Sevimli, şımarık, çekici, çocuksu ve zarif bir kadın düşünün! Yeryüzüne inmiş bir melek kadarda yardımsever…
Dünyayı kendine hayran bırakan Audrey, 4 Mayıs 1929’da Belçika’nın Brüksel Bölgesi’nde dünyaya gelmiş. Babası İngiliz bir bankacı, annesi Hollandalı bir baronesmiş. Baba iş gezileri nedeniyle genelde evde olmuyormuş, evde olduğu zamanlarda da annesiyle sık tartışırmış. Audrey 6 yaşına geldiğinde baba aileyi tamamen terk etmiş bu nedenle babasını bir daha hiç görememiştir.

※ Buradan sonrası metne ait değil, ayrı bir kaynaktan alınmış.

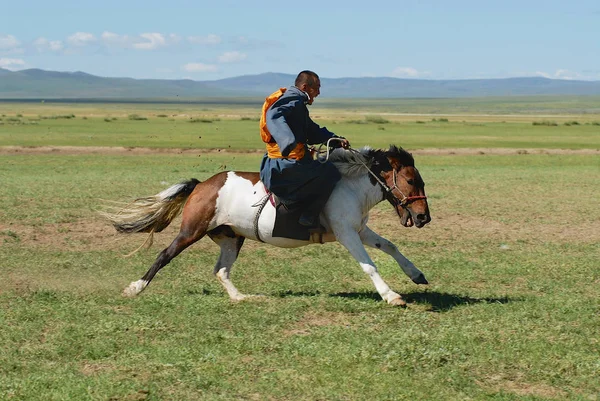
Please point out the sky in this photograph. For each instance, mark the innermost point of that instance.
(211, 40)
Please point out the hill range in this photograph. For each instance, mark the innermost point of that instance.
(41, 84)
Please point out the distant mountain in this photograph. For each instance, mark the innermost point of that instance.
(41, 84)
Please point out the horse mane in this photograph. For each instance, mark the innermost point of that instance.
(350, 163)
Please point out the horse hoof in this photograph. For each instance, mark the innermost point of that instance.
(420, 279)
(398, 302)
(134, 288)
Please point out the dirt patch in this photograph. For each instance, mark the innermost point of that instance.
(83, 150)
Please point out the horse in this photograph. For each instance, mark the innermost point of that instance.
(232, 206)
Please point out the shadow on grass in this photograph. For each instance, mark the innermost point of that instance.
(442, 301)
(439, 301)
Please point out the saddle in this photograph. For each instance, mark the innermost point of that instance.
(286, 219)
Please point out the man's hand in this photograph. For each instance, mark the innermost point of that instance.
(340, 142)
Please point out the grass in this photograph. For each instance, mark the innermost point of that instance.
(510, 312)
(226, 128)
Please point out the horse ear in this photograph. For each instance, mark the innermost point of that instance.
(394, 162)
(382, 162)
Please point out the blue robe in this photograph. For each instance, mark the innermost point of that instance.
(305, 180)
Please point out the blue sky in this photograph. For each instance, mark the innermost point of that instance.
(206, 40)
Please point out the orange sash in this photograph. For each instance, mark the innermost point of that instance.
(272, 148)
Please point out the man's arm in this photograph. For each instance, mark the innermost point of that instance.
(278, 126)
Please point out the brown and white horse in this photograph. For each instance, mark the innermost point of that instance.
(226, 207)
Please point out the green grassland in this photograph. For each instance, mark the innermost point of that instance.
(232, 127)
(511, 312)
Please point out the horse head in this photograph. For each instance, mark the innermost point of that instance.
(402, 185)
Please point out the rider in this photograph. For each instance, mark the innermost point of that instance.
(288, 169)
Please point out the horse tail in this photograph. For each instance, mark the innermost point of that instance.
(153, 213)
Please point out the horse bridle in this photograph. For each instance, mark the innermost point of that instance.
(389, 192)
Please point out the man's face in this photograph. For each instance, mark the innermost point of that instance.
(313, 91)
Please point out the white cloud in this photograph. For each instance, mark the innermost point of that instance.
(43, 44)
(231, 57)
(151, 41)
(563, 74)
(9, 42)
(80, 39)
(111, 39)
(406, 72)
(200, 67)
(12, 63)
(205, 40)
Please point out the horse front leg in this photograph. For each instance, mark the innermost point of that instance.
(374, 240)
(353, 243)
(230, 244)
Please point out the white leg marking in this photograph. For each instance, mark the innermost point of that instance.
(352, 242)
(374, 240)
(234, 294)
(135, 288)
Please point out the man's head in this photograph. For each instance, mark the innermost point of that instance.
(309, 82)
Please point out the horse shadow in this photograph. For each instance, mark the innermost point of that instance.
(438, 301)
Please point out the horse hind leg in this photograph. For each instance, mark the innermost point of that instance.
(230, 244)
(181, 242)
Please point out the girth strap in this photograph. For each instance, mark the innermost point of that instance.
(261, 205)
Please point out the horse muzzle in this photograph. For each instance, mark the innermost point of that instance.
(409, 218)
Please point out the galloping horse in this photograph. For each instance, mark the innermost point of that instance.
(232, 206)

İlerleyen yıllara rağmen babasının onları terk edişini hiçbir zaman atlatamadığını belirtmiştir. Çocukluğuna ait tek travması bu değilmiş. 10 yaşına geldiğinde annesi başka bir adamla evlenmiş, 1. Ve 2. Dünya Savaşı nedeniyle Hollanda’ya yerleşmek zorunda kalmışlardır. Savaş dönemlerinde oldukça zor günler geçiren aile etrafta buldukları bitkilerle beslenmeye çalışmış. Yetersiz beslenme sebebiyle sarılık ve astım gibi hastalıklara yakalanmış. Zor bir çocukluk geçiren Audrey, Nazi Almanya’sının vahşetlerine tanıklık etmiş ve bu durum ona derin izlere sebep olmuştur.

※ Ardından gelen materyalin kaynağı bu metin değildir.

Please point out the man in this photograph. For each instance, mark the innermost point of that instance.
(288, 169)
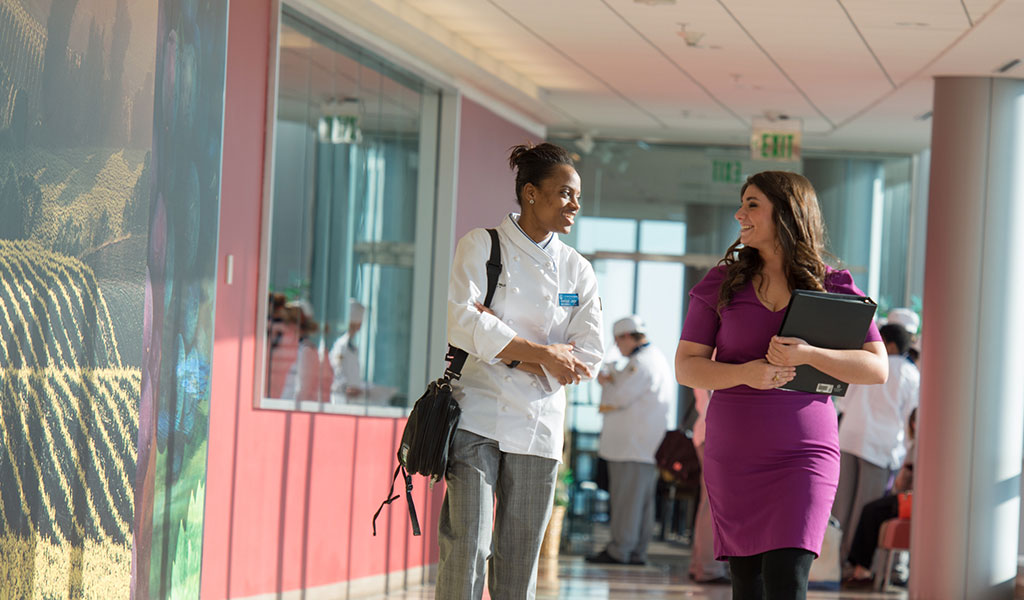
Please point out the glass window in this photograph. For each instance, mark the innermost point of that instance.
(352, 161)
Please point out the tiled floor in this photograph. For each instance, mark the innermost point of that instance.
(569, 577)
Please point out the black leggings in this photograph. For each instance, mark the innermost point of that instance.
(776, 574)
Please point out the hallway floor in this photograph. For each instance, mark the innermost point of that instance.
(569, 577)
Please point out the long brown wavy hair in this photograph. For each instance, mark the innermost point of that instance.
(800, 233)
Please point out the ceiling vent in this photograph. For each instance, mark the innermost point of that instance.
(1009, 66)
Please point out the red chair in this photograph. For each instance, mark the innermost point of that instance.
(894, 537)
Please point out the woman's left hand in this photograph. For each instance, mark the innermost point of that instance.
(788, 351)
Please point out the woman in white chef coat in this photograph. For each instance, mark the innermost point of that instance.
(541, 333)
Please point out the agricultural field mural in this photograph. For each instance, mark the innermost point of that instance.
(110, 130)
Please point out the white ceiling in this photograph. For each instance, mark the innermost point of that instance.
(858, 73)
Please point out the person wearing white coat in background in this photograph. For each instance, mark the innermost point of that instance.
(872, 433)
(543, 331)
(344, 357)
(635, 401)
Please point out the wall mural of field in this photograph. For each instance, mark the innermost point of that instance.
(93, 505)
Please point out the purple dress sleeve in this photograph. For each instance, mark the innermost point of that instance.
(702, 320)
(841, 282)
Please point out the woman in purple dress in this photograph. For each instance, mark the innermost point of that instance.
(771, 456)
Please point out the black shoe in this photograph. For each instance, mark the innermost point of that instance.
(603, 558)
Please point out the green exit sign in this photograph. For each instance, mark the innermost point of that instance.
(777, 146)
(726, 171)
(774, 142)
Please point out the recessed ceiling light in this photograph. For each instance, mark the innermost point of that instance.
(1008, 66)
(692, 38)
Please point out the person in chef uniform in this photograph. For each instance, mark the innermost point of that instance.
(344, 356)
(542, 332)
(635, 401)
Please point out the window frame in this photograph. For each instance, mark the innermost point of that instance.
(434, 238)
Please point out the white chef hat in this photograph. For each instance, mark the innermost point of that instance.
(355, 310)
(905, 317)
(629, 325)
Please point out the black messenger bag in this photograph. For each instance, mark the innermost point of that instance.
(434, 419)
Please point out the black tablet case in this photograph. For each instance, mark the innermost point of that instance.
(838, 322)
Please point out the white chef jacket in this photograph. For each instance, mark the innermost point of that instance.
(524, 413)
(303, 377)
(345, 363)
(875, 417)
(641, 393)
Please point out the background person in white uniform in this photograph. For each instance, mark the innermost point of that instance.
(635, 401)
(872, 433)
(543, 331)
(344, 357)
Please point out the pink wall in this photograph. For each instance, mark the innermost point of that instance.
(486, 185)
(290, 496)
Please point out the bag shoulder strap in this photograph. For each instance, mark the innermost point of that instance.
(393, 497)
(457, 356)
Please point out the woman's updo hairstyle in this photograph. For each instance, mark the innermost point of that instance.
(532, 164)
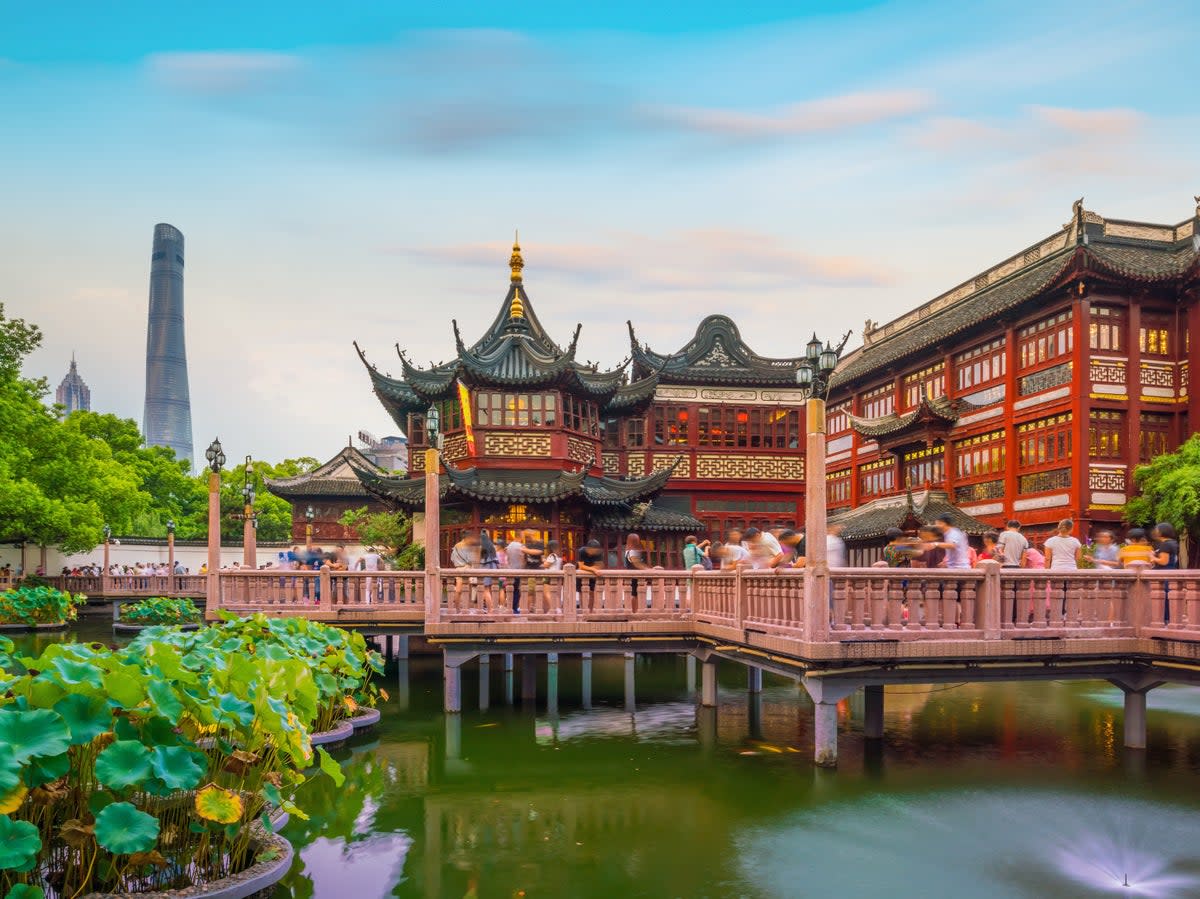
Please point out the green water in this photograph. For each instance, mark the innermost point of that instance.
(1000, 790)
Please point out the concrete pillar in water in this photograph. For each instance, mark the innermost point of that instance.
(708, 683)
(587, 679)
(1135, 688)
(630, 700)
(873, 709)
(826, 695)
(453, 676)
(528, 677)
(402, 684)
(754, 679)
(552, 684)
(485, 682)
(454, 736)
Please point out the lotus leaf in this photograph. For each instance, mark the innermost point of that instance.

Sinemaya olan ilgisi çocukluğunda başlamış. Oyuncu olmak isteyen Audrey, savaşın bitmesiyle birlikte Londra’ya yerleşmiş ve bale okuluna yazılmıştır. Modellik de yapan Audrey, oyuncu olabilmek için çok kapı çalmış ve sonunda küçük rollerle sinema dünyasına girmeyi başarmış. İlk filmi 1948 yılında Dutch in Seven Lessons olmuştur. Hostes rolüyle yer almıştır bu filmde. İlk gerçek rolünü ise Linda Farell karakterine hayat verdiği 1951 yapımı Monter Carlo Baby’de üstlenmiştir. En parlak çıkışını Roman Holiday ile yapmıştır. Bu filmdeki başarısı ile En İyi Kadın Oyuncu Akademi Ödülü kazanmış ve dünya çapında tanınmıştır.

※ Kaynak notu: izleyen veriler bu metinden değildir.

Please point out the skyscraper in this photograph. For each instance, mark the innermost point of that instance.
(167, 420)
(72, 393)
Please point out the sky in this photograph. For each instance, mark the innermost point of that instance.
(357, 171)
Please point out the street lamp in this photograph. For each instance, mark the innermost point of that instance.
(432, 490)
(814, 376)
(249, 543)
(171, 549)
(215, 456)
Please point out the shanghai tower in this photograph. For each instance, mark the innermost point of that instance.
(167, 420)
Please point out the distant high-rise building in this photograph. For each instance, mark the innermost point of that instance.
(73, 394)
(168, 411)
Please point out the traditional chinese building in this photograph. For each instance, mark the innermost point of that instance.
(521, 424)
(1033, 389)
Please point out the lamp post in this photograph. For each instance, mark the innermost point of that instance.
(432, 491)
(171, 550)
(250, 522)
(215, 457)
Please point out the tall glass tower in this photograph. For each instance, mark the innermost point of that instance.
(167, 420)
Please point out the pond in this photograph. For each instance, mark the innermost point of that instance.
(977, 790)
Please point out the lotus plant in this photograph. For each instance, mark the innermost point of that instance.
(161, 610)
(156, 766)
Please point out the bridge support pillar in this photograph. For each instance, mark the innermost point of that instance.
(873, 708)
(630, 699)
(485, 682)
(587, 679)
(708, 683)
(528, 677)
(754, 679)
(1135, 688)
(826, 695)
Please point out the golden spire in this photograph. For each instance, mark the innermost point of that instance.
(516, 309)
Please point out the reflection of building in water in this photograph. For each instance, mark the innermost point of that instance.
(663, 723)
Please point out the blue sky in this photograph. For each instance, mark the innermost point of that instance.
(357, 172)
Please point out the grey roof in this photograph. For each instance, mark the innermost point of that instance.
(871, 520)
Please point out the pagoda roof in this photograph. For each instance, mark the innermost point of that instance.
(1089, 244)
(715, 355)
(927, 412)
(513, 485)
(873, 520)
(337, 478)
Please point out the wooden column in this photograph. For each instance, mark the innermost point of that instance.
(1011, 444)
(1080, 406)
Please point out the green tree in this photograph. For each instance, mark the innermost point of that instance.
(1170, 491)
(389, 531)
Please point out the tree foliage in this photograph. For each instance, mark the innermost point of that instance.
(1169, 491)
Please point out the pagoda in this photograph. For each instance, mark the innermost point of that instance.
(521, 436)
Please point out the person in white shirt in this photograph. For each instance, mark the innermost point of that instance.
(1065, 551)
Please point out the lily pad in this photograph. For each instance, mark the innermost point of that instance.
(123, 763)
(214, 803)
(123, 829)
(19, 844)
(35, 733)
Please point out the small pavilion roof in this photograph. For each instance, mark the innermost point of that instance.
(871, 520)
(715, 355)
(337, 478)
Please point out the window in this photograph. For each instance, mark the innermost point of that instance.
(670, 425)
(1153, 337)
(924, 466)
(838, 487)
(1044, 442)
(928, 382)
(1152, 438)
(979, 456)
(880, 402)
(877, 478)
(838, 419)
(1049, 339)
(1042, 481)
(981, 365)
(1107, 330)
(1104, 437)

Audrey, İngilizce, İtalyanca, Fransızca, Almanca ve İspanyolca olmak üzere 5 dili akıcı şekilde konuşabiliyormuş. Kendisini hep güzel bulan Audrey tarzı sayesinde ‘’Audrey Look’’ denilen bir stil akımı başlatmış öte yanda 40 numara olan ayaklarını hiçbir zaman sevmemiş.
İlişkileri ile sürekli gündemde kalan güzel kadın, aşkta hep kaybetmiş. Sayısız insanın hayran olduğu kadın ilişkilerinde aradığını hiç bulamamış. Belki de babasının onları bırakması ve bir daha hiç aramaması buna sebep olmuş. İki evlilik yapmış ve ilk evliliğinden iki tane oğlu olmuştur. Audrey aslında çok çocuk sahibi olmak istemiş iki oğlunun haricinde dört kez daha hamile kalmış fakat düşük yapmıştır.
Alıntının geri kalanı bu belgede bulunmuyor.